Noise reduction filters

By default, Tafrigh applies several audio filters to improve transcription accuracy:
Removes low-frequency rumble and background noise below human speech range. Set highpass: null to disable.
Removes high-frequency hiss and noise above typical speech frequencies. Set lowpass: null to disable.
Analyzes the first 0-1.5 seconds to learn the noise profile, then removes similar patterns throughout the file. The afftdn_nf parameter controls the noise floor threshold (default: -20 dB).
Boosts midrange frequencies (where human speech lives) to make voices clearer. Enabled by default; set dialogueEnhance: false to disable.

Customizing preprocessing

You can tune or disable any filter:
import { transcribe } from 'tafrigh';

const transcript = await transcribe('audio.mp3', {
  preprocessOptions: {
    noiseReduction: {
      highpass: 200,        // Lower cutoff for deeper voices
      lowpass: 3500,        // Higher cutoff for clearer audio
      afftdnStart: 0.5,     // Start learning noise at 0.5s
      afftdnStop: 2,        // Stop learning at 2s
      afftdn_nf: -25,       // More aggressive noise floor
      dialogueEnhance: true // Keep dialogue enhancement
    }
  }
});
To skip noise reduction entirely, set preprocessOptions: { noiseReduction: null }. This is useful for studio-quality recordings.

Audio splitting

After preprocessing, Tafrigh splits the audio into chunks at natural silence points. This step is critical because:
  1. Wit.ai has duration limits for API requests
  2. Smaller chunks enable parallel processing across multiple API keys
  3. Splitting at silence prevents cutting words mid-pronunciation

Silence detection algorithm

The splitFileOnSilences function (from ffmpeg-simplified) detects pauses using two parameters:
const chunkFiles = await splitFileOnSilences(
    filePath,
    outputDir,
    options?.splitOptions,
    options?.callbacks
);
Key parameters:
  • silenceThreshold (default: -25 dB): Volume level considered “silent”. Lower values (e.g., -30 dB) detect softer pauses; higher values (e.g., -20 dB) only split on clear silence.
  • silenceDuration (default: 0.1s): Minimum pause length to trigger a split. Increase for speakers with longer natural pauses.

Chunk boundaries

Each chunk respects these constraints:
  • Maximum duration: chunkDuration (default: 60 seconds)
  • Minimum duration: chunkMinThreshold (default: 0.9 seconds)
If Tafrigh detects a chunk below the minimum threshold, it’s filtered out to avoid processing silence-only segments.
Chunks may be shorter than chunkDuration if splitting at the exact boundary would cut a word. Tafrigh always prefers the last valid silence point.

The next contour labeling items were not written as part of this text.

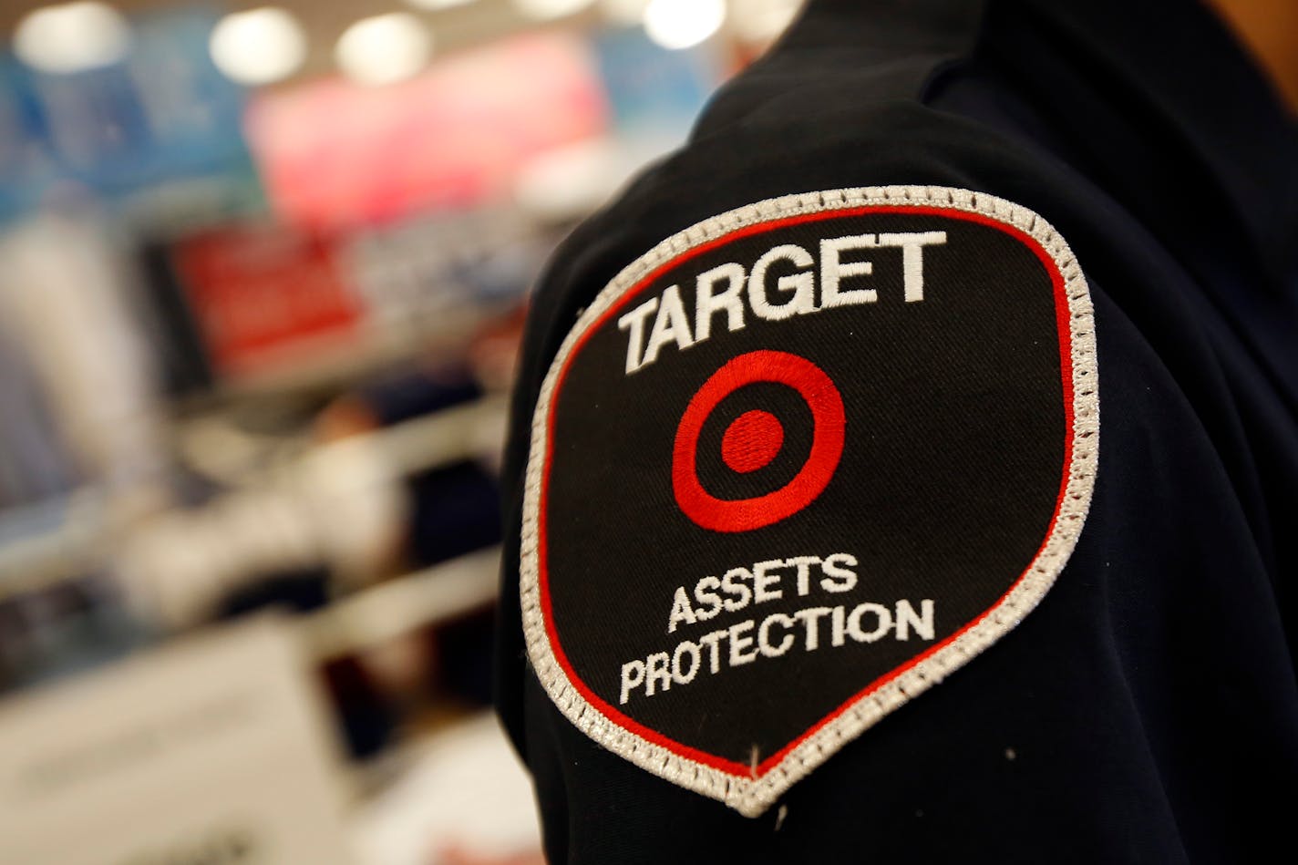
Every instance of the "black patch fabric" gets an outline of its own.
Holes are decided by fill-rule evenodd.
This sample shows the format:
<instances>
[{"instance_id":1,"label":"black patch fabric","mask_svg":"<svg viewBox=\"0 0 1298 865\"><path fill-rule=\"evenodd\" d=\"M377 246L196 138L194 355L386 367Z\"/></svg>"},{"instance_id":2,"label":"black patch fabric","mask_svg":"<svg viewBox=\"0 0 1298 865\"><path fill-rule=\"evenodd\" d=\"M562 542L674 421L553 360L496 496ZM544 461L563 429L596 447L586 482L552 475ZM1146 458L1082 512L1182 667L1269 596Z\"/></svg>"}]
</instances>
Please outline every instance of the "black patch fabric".
<instances>
[{"instance_id":1,"label":"black patch fabric","mask_svg":"<svg viewBox=\"0 0 1298 865\"><path fill-rule=\"evenodd\" d=\"M1036 214L937 187L722 214L549 370L531 661L596 742L758 814L1040 601L1097 445L1086 283Z\"/></svg>"}]
</instances>

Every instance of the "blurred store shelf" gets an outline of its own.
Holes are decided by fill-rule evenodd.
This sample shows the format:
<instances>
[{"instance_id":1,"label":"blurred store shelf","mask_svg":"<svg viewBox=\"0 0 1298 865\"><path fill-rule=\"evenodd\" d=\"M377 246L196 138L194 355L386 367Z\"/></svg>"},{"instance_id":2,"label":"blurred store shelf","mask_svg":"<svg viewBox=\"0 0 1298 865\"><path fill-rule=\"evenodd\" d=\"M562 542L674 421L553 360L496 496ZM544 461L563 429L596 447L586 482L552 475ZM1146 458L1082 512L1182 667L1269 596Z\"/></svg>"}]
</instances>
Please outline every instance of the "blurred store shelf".
<instances>
[{"instance_id":1,"label":"blurred store shelf","mask_svg":"<svg viewBox=\"0 0 1298 865\"><path fill-rule=\"evenodd\" d=\"M315 658L328 661L482 609L498 592L500 551L487 549L357 592L299 627Z\"/></svg>"}]
</instances>

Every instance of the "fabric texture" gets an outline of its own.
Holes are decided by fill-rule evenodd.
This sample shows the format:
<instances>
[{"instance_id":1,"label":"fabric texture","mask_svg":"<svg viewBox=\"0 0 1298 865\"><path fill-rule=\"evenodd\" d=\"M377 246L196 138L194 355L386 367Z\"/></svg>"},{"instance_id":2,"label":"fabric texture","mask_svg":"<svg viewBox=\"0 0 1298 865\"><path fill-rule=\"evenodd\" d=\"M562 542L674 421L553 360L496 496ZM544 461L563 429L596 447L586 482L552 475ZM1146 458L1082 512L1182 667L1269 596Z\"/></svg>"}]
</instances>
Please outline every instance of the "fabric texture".
<instances>
[{"instance_id":1,"label":"fabric texture","mask_svg":"<svg viewBox=\"0 0 1298 865\"><path fill-rule=\"evenodd\" d=\"M763 199L889 184L999 196L1067 239L1103 382L1094 497L1031 616L749 820L596 744L530 668L533 408L582 310L665 238ZM548 859L1293 857L1295 239L1293 117L1194 3L813 0L685 148L565 242L535 296L497 700Z\"/></svg>"}]
</instances>

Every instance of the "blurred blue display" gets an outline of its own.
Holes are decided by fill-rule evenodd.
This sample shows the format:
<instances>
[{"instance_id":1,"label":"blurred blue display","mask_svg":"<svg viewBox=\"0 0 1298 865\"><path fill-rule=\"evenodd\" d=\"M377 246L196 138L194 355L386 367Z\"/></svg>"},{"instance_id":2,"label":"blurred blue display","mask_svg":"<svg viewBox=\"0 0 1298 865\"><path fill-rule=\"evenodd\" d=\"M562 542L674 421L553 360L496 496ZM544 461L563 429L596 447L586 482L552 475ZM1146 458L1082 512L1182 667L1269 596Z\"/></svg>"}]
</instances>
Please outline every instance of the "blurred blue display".
<instances>
[{"instance_id":1,"label":"blurred blue display","mask_svg":"<svg viewBox=\"0 0 1298 865\"><path fill-rule=\"evenodd\" d=\"M247 186L244 91L208 55L217 18L204 8L135 17L129 55L87 71L0 56L0 219L61 181L108 199L183 178Z\"/></svg>"}]
</instances>

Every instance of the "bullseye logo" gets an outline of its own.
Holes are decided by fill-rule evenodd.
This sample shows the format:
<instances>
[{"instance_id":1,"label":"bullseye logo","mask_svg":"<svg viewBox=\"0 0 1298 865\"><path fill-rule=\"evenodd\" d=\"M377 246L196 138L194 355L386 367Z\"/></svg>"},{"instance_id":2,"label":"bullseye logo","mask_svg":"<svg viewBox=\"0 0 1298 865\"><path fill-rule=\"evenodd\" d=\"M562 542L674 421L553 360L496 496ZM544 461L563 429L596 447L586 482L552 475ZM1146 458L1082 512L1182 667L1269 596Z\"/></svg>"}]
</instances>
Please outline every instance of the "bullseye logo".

Example: Adjusting for podcasts

Podcasts often have background music and shorter pauses. Here’s a tuned configuration:
const transcript = await transcribe('podcast.mp3', {
  splitOptions: {
    chunkDuration: 90,           // Longer chunks for continuity
    chunkMinThreshold: 2,        // Filter out brief gaps
    silenceDetection: {
      silenceThreshold: -30,     // Detect quieter pauses
      silenceDuration: 0.3       // Require 300ms of silence
    }
  }
});

Tracking progress

You can monitor both stages with callbacks:
const transcript = await transcribe('audio.mp3', {
  callbacks: {
    // Preprocessing callbacks
    onPreprocessingStarted: async (filePath) => {
      console.log(`Starting preprocessing: ${filePath}`);
    },
    onPreprocessingProgress: (percent) => {
      console.log(`Preprocessing: ${percent}% complete`);
    },
    onPreprocessingFinished: async (filePath) => {
      console.log(`Preprocessed file ready: ${filePath}`);
    },
    
    // Splitting callbacks
    onSplittingStarted: async (totalChunks) => {
      console.log(`Splitting into ${totalChunks} chunks`);
    },
    onSplittingProgress: (chunkFilePath, chunkIndex) => {
      console.log(`Created chunk ${chunkIndex}: ${chunkFilePath}`);
    },
    onSplittingFinished: async () => {
      console.log('All chunks ready for transcription');
    }
  }
});

Chunk metadata

Each chunk includes timing information for accurate segment alignment:
type AudioChunk = {
  filename: string;      // Path to the chunk file
  range: {
    start: number;       // Start time in original audio (seconds)
    end: number;         // End time in original audio (seconds)
  };
};
When Tafrigh transcribes a chunk, it uses the range to offset timestamps back to the original file (see mapWitResponseToSegment in /home/daytona/workspace/source/src/utils/mapping.ts:16-34).
All temporary files (preprocessed audio and chunks) are stored in a system temp directory and cleaned up automatically unless you set preventCleanup: true.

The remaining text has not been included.